The five varied structures were originally billed to house, in turn, a miniature ‘Library of Unread Books’, an auditorium, an exhibition space, a ‘play tower’, and in a nod to the Serpentine Gallery’s original function, a teahouse.
The exhibition space has, as these things have a habit of doing, shrunk, and is now simply an open-ended entrance pavilion playing a yearning soundscape commissioned from Korean musician Jang Young Gyu.
Each pavilion has its own character depending on its scale and purpose but the materials unite them – a grid of black timber with hefty uprights.

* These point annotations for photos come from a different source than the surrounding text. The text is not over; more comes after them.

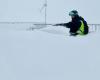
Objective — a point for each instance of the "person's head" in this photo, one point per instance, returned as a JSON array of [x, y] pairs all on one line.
[[73, 13]]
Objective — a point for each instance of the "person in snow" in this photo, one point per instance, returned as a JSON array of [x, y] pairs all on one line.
[[77, 25]]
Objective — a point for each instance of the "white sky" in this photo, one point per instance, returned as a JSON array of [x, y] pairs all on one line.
[[29, 10]]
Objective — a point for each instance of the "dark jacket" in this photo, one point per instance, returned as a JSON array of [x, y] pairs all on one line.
[[75, 24]]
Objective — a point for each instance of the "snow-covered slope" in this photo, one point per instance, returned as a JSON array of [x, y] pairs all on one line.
[[48, 54]]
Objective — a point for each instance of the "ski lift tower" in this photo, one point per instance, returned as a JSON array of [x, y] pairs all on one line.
[[44, 7]]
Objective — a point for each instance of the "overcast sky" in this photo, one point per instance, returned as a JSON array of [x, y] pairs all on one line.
[[57, 11]]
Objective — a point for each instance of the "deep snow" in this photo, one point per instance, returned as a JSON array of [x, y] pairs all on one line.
[[48, 54]]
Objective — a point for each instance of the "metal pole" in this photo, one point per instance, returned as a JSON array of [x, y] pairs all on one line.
[[45, 12]]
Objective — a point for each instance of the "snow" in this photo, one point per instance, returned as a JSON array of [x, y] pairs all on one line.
[[48, 54]]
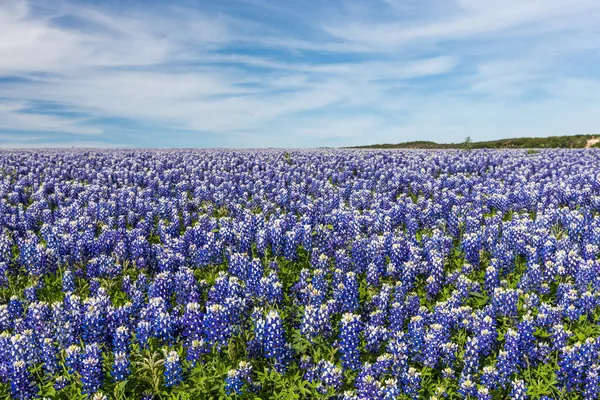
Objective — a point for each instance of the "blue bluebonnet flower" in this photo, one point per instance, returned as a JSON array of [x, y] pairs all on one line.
[[591, 386], [273, 341], [234, 382], [483, 393], [173, 369], [49, 355], [73, 358], [391, 389], [60, 383], [349, 340], [466, 386], [412, 383], [518, 390], [90, 369], [68, 281], [121, 368]]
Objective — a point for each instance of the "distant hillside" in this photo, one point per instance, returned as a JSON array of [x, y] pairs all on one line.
[[564, 142]]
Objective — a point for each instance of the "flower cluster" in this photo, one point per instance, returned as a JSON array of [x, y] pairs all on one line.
[[403, 274]]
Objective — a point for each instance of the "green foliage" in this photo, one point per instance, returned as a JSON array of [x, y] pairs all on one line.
[[563, 142]]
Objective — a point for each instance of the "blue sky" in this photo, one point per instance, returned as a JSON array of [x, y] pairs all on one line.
[[295, 73]]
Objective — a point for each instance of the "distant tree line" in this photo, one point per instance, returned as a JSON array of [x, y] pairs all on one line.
[[562, 142]]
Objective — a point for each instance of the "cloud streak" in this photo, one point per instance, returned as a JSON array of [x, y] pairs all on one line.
[[256, 73]]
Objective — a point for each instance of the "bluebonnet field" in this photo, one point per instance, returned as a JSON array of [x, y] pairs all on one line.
[[308, 274]]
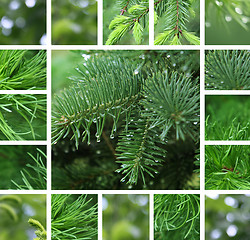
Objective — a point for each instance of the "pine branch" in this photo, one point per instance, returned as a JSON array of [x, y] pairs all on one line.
[[177, 215], [73, 220], [138, 151], [106, 88], [176, 14], [172, 101], [19, 71], [228, 70], [35, 176]]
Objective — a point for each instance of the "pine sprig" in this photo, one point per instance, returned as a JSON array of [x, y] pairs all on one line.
[[73, 220], [176, 14], [227, 70], [138, 151], [176, 215], [106, 88], [227, 167], [35, 176], [172, 101], [133, 17], [19, 72]]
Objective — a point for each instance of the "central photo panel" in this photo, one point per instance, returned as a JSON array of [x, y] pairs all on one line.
[[125, 119]]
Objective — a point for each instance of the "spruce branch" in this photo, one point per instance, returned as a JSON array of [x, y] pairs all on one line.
[[35, 176], [227, 70], [138, 151], [107, 88], [176, 215], [73, 220], [20, 72]]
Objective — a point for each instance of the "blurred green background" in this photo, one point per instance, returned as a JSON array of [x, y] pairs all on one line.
[[227, 217], [30, 206], [125, 217], [74, 22], [22, 22], [13, 159]]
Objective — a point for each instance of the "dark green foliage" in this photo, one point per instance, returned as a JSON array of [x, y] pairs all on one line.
[[74, 22], [22, 162], [73, 218], [177, 216], [35, 175], [227, 22], [22, 70], [227, 70], [125, 216], [15, 212], [130, 110], [22, 117], [227, 167], [24, 23], [171, 22], [227, 118], [133, 17], [227, 216]]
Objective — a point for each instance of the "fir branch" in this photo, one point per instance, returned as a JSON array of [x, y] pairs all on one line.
[[18, 71], [172, 101], [73, 220], [138, 151], [107, 88], [177, 215], [227, 70], [35, 176]]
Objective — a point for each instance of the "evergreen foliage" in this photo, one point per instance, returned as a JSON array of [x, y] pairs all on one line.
[[73, 218], [140, 110], [34, 176], [227, 118], [40, 232], [22, 70], [227, 70], [171, 22], [226, 10], [133, 17], [227, 167], [177, 216], [22, 117]]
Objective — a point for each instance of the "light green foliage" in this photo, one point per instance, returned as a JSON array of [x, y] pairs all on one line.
[[73, 218], [227, 118], [126, 108], [22, 70], [133, 16], [16, 210], [74, 22], [40, 232], [227, 216], [22, 117], [227, 167], [177, 216], [171, 22], [227, 70], [125, 217], [24, 22], [227, 22], [35, 176]]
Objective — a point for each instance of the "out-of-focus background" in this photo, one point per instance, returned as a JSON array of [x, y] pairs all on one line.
[[22, 22], [27, 206], [227, 217], [125, 217], [74, 22]]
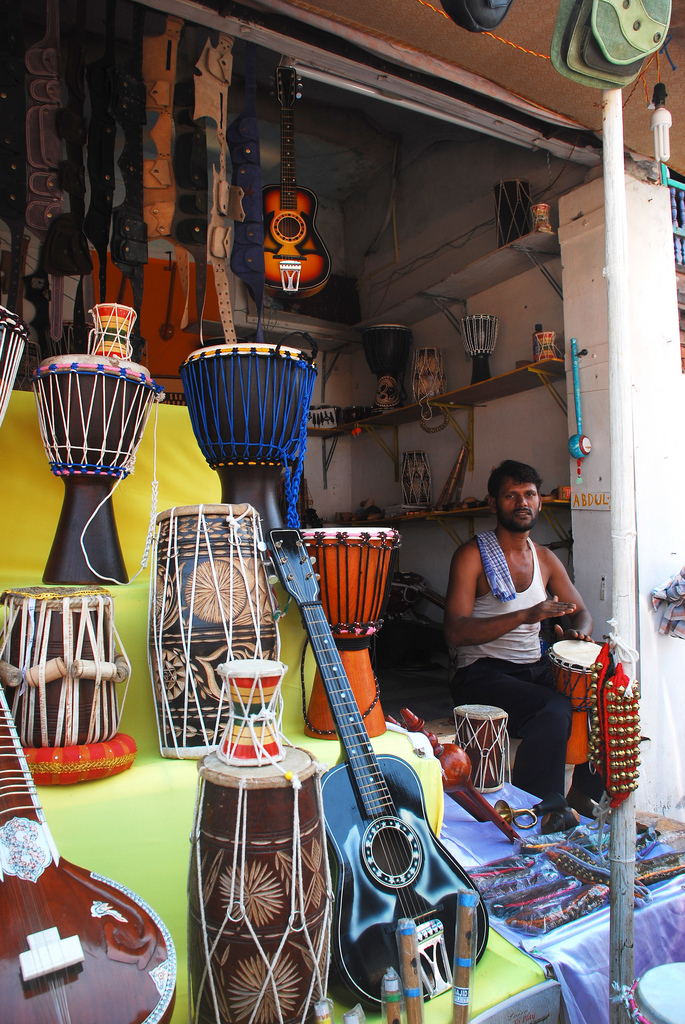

The imagery is the traditional charred timber with burned bark edges often identified with Japan – Shou Sugi Ban – but here achieved in imitation dark wood stain. (There wasn’t time to create the real thing apparently.)
All are raised off the ground on concrete blocks echoing the vernacular in many countries where timber pavilions and granaries are raised on stones to inhibit rot and vermin.
A circular-section steel tube runs as a ring around the edge of the void connecting the individual structures together. The flat fascia fronting this feels a little like cheating but the large knuckles formed where the timber roofs of each structure meet have genuine heft.
The largest pavilion is a 200-capacity, 20m-long, auditorium with a lovely timber plank roof, with built-in benches between the uprights and magenta polycarbonate window panels.